Leo Geleijnse kan er wel begrip voor opbrengen, maar zijn vriend Peter Seiichi Shirayanagi, die nota bene excuses komt aanbieden voor het aangedane leed, is op 15 augustus niet welkom bij de officiële herdenking van de Japanse capitulatie. De kardi­naal mag die dag wel bij het Indisch monument in Den Haag verschijnen, maar pas als de officiële herdenkers 'm gesmeerd zijn. De aanwezigheid van een Japanner zou namelijk te veel emoties bij de slachtoffers kunnen oproepen.
Nederlanders zijn gevoelig. Een poosje geleden riep het voorgenomen bezoek van Poncke Princen te veel emoties op omdat hij een halve eeuw tevoren tegen zijn landgenoten had gevochten toen die zich opnieuw meester probeerden te maken van 'ons Indië'. En koningin Beatrix mocht haar staatsbezoek aan Indonesië niet laten samenvallen met de viering van de onafhankelijkheid, omdat het dan net was alsof het land niet in 1949 maar reeds in 1945 onafhankelijk was geworden – en de Nederlandse 'politionele acties' daarmee ook in Nederlandse ogen verwerpelijk zouden lijken.
Leo Geleijnse mag een vreemde vogel zijn, maar wat verzoenings-gezindheid betreft mogen wij, Nederlanders, een voorbeeld aan hem nemen. Er gloort evenwel hoop. Geleijnse: “Terwijl er eerst slechts afwijzing was, krijgen kampgenoten nu iets van: hoe is het mogelijk? Ik vind dit toch wel een grote verandering. Ik word nu voor vol aangezien, terwijl men mij eerst halfzacht vond.”

Gepubliceerd in: de Bazuin, Opinieblad voor geloof en samenleving, cultuur en spiritualiteit, met bijzondere aandacht voor de mens achter de mening, 8 augustus 1997


Peter Seiichi Shirayanagi is kardinaal en aartsbisschop van Tokyo. Aan het begin van de jaren tachtig bood hij als voorzitter van de Japanse bisschoppen op een Aziatische bisschoppen-conferentie excuses aan voor de Japanse agressie die leidde tot de oorlog rond de Stille Oceaan. Vanaf 1989 reisde hij bijna jaarlijks aan het hoofd van een groep Japanse leken, priesters en religieuzen naar China, dat bijzonder zwaar heeft geleden onder de Japanse agressie. Hij vroeg er om vergeving en bood financiële hulp aan.

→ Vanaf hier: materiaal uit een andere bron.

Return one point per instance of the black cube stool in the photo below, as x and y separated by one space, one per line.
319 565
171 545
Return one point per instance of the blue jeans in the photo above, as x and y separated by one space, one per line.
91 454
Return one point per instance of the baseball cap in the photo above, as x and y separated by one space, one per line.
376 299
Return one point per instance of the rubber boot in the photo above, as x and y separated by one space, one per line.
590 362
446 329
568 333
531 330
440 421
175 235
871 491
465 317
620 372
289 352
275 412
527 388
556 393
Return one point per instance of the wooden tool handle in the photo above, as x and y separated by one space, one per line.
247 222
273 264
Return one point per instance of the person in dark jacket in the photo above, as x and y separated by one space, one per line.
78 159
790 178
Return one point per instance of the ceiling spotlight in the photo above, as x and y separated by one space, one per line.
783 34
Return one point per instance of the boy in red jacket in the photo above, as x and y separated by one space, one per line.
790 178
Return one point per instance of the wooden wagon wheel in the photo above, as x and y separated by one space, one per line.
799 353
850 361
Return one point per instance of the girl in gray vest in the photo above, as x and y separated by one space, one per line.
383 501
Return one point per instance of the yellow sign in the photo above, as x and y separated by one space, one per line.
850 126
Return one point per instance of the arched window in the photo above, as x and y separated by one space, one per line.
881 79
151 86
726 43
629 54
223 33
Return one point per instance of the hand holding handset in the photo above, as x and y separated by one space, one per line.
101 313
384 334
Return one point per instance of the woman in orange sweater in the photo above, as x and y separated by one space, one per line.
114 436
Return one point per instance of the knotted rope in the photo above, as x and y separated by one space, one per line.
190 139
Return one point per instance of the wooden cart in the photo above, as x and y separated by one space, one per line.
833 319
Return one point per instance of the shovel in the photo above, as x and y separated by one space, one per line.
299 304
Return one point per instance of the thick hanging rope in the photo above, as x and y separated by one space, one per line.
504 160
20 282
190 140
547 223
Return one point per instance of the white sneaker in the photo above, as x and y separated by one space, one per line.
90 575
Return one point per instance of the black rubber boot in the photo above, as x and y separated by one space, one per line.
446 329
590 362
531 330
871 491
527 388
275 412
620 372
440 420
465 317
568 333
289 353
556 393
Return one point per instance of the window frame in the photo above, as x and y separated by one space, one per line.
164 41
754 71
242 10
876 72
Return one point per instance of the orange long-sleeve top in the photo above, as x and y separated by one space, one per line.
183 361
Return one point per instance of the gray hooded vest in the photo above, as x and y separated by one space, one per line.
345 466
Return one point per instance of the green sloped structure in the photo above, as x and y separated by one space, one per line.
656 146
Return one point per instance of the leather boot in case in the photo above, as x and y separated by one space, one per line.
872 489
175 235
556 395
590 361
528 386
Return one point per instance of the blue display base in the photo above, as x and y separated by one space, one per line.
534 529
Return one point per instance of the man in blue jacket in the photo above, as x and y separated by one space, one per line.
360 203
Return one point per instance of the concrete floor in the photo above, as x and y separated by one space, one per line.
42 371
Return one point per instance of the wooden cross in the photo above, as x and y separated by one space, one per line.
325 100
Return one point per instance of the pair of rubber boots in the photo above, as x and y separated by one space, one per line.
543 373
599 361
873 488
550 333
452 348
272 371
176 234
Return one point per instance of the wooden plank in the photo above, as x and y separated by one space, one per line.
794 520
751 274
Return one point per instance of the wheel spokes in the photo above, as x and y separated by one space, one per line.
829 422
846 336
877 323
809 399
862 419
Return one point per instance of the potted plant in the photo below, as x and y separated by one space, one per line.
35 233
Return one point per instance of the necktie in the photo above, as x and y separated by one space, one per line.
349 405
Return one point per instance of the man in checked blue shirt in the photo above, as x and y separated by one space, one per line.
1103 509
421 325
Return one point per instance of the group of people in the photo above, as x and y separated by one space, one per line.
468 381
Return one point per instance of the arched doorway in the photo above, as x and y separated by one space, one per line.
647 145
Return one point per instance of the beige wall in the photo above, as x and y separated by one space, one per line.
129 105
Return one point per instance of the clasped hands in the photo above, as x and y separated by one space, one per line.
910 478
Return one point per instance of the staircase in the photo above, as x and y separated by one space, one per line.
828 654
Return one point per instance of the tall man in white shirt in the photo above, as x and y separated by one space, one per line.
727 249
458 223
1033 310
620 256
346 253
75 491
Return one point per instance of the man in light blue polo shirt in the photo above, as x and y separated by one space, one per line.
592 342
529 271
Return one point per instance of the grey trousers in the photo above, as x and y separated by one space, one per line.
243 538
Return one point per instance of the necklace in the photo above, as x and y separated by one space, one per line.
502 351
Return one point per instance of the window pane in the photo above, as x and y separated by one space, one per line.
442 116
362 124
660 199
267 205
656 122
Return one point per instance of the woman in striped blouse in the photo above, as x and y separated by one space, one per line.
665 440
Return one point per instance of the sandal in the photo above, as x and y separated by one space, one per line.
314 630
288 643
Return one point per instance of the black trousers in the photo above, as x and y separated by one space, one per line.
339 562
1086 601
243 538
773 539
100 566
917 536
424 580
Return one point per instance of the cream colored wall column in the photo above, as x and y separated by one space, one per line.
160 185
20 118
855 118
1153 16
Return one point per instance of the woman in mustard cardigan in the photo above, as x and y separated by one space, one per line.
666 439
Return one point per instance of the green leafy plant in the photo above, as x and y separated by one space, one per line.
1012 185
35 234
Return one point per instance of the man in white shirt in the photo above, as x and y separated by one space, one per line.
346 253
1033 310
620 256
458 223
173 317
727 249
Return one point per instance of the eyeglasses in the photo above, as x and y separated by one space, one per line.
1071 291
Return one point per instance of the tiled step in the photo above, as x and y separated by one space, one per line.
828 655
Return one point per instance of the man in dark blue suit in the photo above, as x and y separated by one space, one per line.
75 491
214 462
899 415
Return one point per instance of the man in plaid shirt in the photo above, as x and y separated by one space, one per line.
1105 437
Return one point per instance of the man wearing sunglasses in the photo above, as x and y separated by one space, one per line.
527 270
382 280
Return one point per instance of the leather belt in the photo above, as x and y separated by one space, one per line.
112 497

Kardinaal Shirayanagi sprak ook zijn medeleven uit met hen die in de bezette gebieden door het Japanse leger als 'troost-meisje' zijn misbruikt. In 1995 verzocht hij de premier van Japan zich hiervoor te verontschuldigen en de vrouwen financieel schadeloos te stellen. Verder klaagde hij erover dat het lesmateriaal voor de Japanse scholen een verkeerde voorstelling van het vaderlandse verleden gaf.
Van de andere kant brengt de kardinaal het enorme leed in herinnering dat het Japanse volk zelf tijdens en na de Tweede Wereldoorlog heeft ervaren. Zo zijn alleen al bij een aanval met napalm-bommen op Tokyo in maart 1945 meer dan honderdduizend burgers omgekomen. De atoom-aanvallen op Hiroshima en Nagasaki hebben eveneens talloze slachtoffers gemaakt en doen dat nog steeds.